Dr Jasmina Lazić (MathWorks) will be delivering two one-hour sessions on optimization and machine learning using MATLAB. This event is part of the Royal Society (UK Department of International Development Programme Grant) project “Harnessing unsteady phase-change heat exchange in high-performance concentrated solar power systems”.
10:00 – 11:00 – Best practices for Optimisation in MATLAB
In this section, we will discuss some best practices for setting up, solving and speeding up optimisation problems. You will learn about:
- How to set up optimisation problems in MATLAB?

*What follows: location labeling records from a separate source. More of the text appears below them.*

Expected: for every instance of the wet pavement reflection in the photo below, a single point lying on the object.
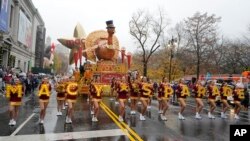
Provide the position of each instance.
(153, 129)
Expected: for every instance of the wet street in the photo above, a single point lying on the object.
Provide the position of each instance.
(108, 128)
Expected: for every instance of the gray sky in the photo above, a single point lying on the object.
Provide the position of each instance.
(61, 16)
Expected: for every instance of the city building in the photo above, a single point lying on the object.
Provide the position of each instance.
(22, 35)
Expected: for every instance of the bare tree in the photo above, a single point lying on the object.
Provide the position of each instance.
(146, 29)
(201, 32)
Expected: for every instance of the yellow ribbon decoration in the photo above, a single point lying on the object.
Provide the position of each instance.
(215, 91)
(201, 91)
(44, 90)
(14, 89)
(98, 88)
(240, 93)
(146, 87)
(168, 91)
(227, 91)
(69, 86)
(135, 87)
(185, 91)
(124, 87)
(60, 87)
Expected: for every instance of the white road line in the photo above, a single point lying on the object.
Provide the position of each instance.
(21, 126)
(65, 136)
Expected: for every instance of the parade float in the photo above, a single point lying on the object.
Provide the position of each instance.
(102, 53)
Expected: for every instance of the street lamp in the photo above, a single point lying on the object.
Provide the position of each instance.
(171, 45)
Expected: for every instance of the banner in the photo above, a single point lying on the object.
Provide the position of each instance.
(24, 30)
(4, 15)
(107, 77)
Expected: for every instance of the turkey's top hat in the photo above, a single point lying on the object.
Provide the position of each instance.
(110, 24)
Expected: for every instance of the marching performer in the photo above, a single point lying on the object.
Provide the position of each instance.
(60, 89)
(134, 93)
(96, 90)
(213, 91)
(145, 91)
(44, 95)
(72, 91)
(113, 81)
(164, 92)
(225, 91)
(116, 89)
(182, 92)
(199, 91)
(122, 92)
(151, 93)
(14, 92)
(238, 96)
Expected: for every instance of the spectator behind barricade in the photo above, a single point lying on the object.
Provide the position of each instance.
(245, 101)
(155, 86)
(8, 78)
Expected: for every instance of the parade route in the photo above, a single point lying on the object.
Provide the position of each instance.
(109, 128)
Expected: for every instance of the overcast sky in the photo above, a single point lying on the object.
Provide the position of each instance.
(61, 16)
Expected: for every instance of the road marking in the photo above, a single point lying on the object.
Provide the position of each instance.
(117, 123)
(124, 124)
(21, 126)
(66, 136)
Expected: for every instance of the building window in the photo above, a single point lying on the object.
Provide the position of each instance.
(11, 16)
(18, 63)
(24, 66)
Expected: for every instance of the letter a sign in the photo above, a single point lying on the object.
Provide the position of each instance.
(239, 132)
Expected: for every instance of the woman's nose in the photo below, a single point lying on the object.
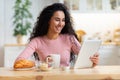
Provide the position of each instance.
(60, 23)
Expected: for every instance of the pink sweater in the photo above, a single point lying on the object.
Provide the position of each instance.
(63, 45)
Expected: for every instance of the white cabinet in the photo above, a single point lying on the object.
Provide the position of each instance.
(92, 5)
(11, 51)
(109, 55)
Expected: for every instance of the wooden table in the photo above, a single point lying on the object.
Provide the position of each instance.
(97, 73)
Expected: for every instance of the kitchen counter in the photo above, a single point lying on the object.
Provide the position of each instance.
(97, 73)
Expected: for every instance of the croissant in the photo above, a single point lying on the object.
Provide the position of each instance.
(24, 64)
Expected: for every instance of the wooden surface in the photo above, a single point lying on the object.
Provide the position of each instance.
(97, 73)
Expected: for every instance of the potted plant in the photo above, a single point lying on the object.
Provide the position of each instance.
(22, 17)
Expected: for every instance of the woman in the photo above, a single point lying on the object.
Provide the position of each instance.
(53, 34)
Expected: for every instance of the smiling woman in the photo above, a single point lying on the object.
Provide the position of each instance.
(53, 34)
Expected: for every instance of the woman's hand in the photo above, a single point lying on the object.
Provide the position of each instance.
(95, 59)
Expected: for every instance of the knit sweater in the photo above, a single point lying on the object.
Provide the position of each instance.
(63, 45)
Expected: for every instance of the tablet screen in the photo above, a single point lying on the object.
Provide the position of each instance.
(88, 48)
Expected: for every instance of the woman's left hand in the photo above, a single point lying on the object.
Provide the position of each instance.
(95, 59)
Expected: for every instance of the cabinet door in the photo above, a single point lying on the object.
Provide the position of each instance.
(10, 54)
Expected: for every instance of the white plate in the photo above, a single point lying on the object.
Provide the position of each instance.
(24, 69)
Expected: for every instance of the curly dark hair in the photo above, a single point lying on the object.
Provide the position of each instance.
(42, 24)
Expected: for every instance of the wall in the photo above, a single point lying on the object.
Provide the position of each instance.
(96, 22)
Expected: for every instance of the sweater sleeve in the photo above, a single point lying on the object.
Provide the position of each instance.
(75, 45)
(28, 51)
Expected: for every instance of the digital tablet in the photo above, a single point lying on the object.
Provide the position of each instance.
(88, 48)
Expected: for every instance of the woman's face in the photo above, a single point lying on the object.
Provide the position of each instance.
(57, 22)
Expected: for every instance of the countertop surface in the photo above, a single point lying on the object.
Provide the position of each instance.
(96, 73)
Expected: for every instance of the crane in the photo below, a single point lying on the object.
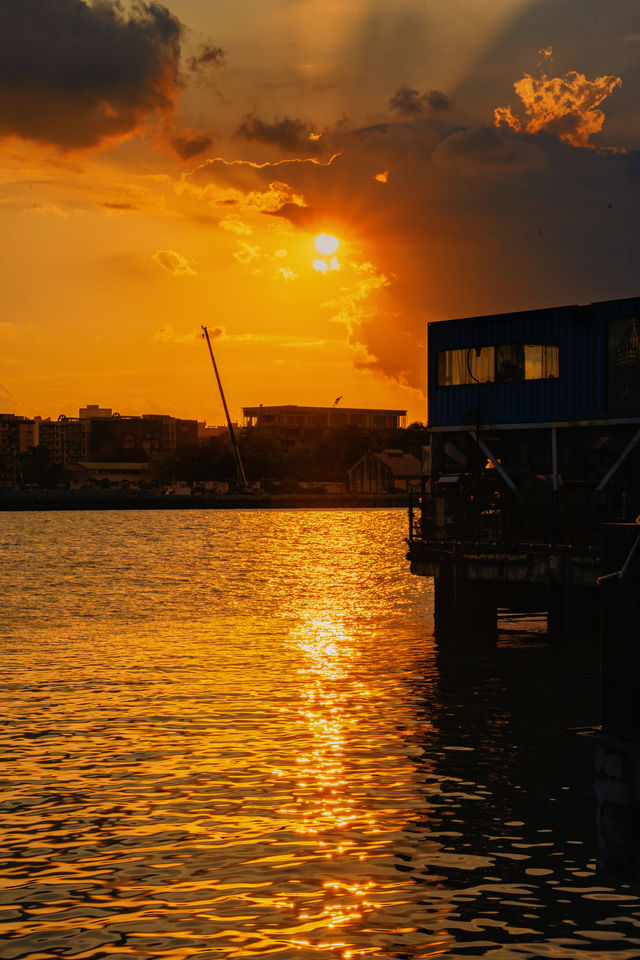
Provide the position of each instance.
(240, 474)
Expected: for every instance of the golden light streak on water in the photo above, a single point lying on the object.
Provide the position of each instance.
(229, 734)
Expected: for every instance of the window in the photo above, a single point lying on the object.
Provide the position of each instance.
(471, 365)
(504, 363)
(623, 362)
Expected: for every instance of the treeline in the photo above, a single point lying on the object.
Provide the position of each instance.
(312, 455)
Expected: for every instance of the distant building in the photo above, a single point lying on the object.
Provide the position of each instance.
(137, 439)
(386, 472)
(93, 412)
(292, 417)
(10, 427)
(206, 433)
(67, 440)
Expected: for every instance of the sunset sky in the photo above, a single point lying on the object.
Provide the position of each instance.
(168, 166)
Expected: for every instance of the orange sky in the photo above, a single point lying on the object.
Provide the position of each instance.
(170, 167)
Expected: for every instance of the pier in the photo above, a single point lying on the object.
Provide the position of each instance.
(534, 423)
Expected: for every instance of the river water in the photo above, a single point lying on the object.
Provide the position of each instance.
(230, 734)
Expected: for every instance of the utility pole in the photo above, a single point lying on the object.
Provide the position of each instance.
(241, 476)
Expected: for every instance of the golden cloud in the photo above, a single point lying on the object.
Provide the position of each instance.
(174, 263)
(565, 106)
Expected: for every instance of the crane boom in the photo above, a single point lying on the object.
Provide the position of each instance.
(242, 477)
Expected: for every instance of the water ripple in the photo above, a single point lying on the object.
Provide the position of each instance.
(230, 735)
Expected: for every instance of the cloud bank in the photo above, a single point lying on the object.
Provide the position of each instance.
(74, 75)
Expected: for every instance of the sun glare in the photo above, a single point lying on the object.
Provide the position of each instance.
(326, 244)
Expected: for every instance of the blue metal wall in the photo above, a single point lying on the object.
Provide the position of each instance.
(579, 392)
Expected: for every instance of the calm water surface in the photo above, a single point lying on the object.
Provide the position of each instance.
(229, 734)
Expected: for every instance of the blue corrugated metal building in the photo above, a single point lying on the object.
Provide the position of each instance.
(534, 442)
(564, 364)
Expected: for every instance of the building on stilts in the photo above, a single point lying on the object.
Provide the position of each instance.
(534, 429)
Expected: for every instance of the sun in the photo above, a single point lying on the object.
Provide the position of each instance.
(326, 244)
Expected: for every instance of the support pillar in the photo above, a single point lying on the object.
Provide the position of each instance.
(617, 756)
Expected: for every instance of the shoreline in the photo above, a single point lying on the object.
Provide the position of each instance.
(20, 500)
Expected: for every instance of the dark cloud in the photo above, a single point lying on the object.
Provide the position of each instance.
(74, 75)
(483, 150)
(208, 58)
(293, 136)
(190, 143)
(306, 218)
(411, 103)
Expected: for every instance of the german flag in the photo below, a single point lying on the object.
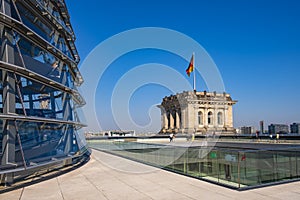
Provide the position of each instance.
(190, 67)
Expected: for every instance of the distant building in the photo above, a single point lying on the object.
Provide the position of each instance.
(278, 128)
(197, 112)
(261, 126)
(111, 133)
(247, 129)
(295, 128)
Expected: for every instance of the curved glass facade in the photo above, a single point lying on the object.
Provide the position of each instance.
(39, 125)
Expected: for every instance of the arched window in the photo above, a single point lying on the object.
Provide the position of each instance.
(220, 118)
(210, 118)
(200, 118)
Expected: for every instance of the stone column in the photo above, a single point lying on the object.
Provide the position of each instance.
(183, 119)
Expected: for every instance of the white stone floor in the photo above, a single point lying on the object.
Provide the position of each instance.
(109, 177)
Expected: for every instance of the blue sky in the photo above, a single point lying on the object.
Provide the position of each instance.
(255, 45)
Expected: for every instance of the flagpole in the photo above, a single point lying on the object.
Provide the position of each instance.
(194, 72)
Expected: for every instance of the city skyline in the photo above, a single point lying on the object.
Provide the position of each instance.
(254, 44)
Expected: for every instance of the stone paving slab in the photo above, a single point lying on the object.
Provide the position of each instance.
(110, 177)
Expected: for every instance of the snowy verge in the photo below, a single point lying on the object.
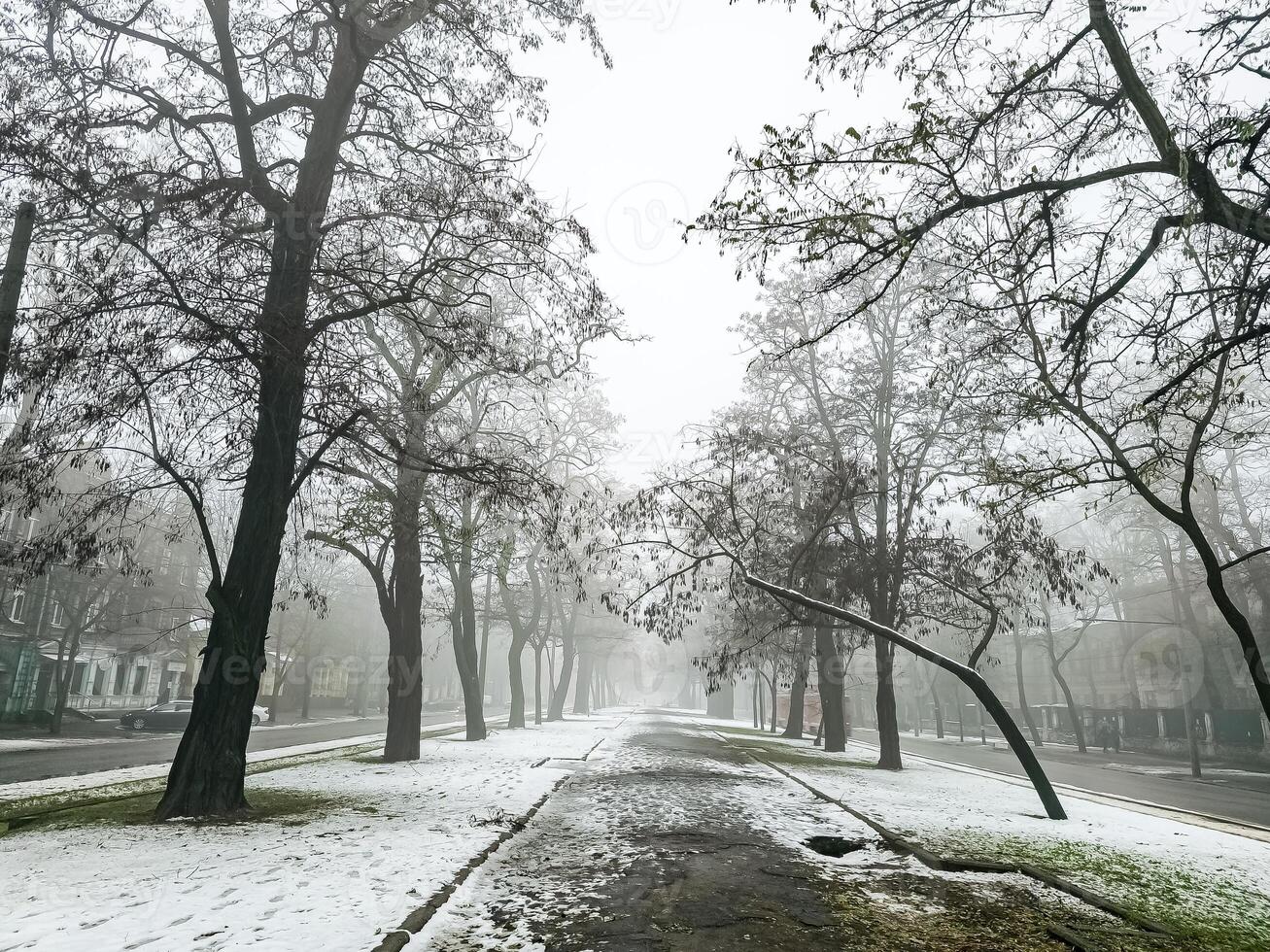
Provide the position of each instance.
(386, 836)
(1180, 873)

- Choosing the best solver
- Local vs. global optimisation
- Accelerating your optimisation by:
- Using parallel computing
- Tuning solver options
- Leveraging symbolic computing
- MATLAB optimisation product enhancements in recent releases
11:00 – 12:00 – MATLAB for Image Processing with Machine Learning Applications
We demonstrate how MATLAB can accelerate algorithm development and exploration when working with image data and vision systems. We will cover the use of machine learning and deep learning methods for advanced Image Processing and Computer Vision applications. You will learn how to:
- Analyze and process (e.g. enhance, measure, segment) images
- Acquire live video from external cameras and deal with large collections of image files
- Categorize and retrieve images using advanced clustering and classification techniques
- Train models using large image datasets:
- Train deep neural networks from scratch
Using transfer learning to re-use trained deep networks for new tasks - Explore the tradeoffs between machine learning and deep learning
- Train deep neural networks from scratch
- Leverage multicore CPU and GPU computing for processing large images
Bio
Dr Jasmina Lazić is an application engineer at MathWorks, specialising in optimisation techniques and image processing in MATLAB. Before joining MathWorks in 2011, Jasmina held a number of academic positions focused on research in global optimisation and heuristic design. She has publications in the areas of mixed-integer programming and clustering. Jasmina has a Ph.D. in mathematics from Brunel University and a diploma degree in mathematics and computer science from the University of Belgrade in Serbia.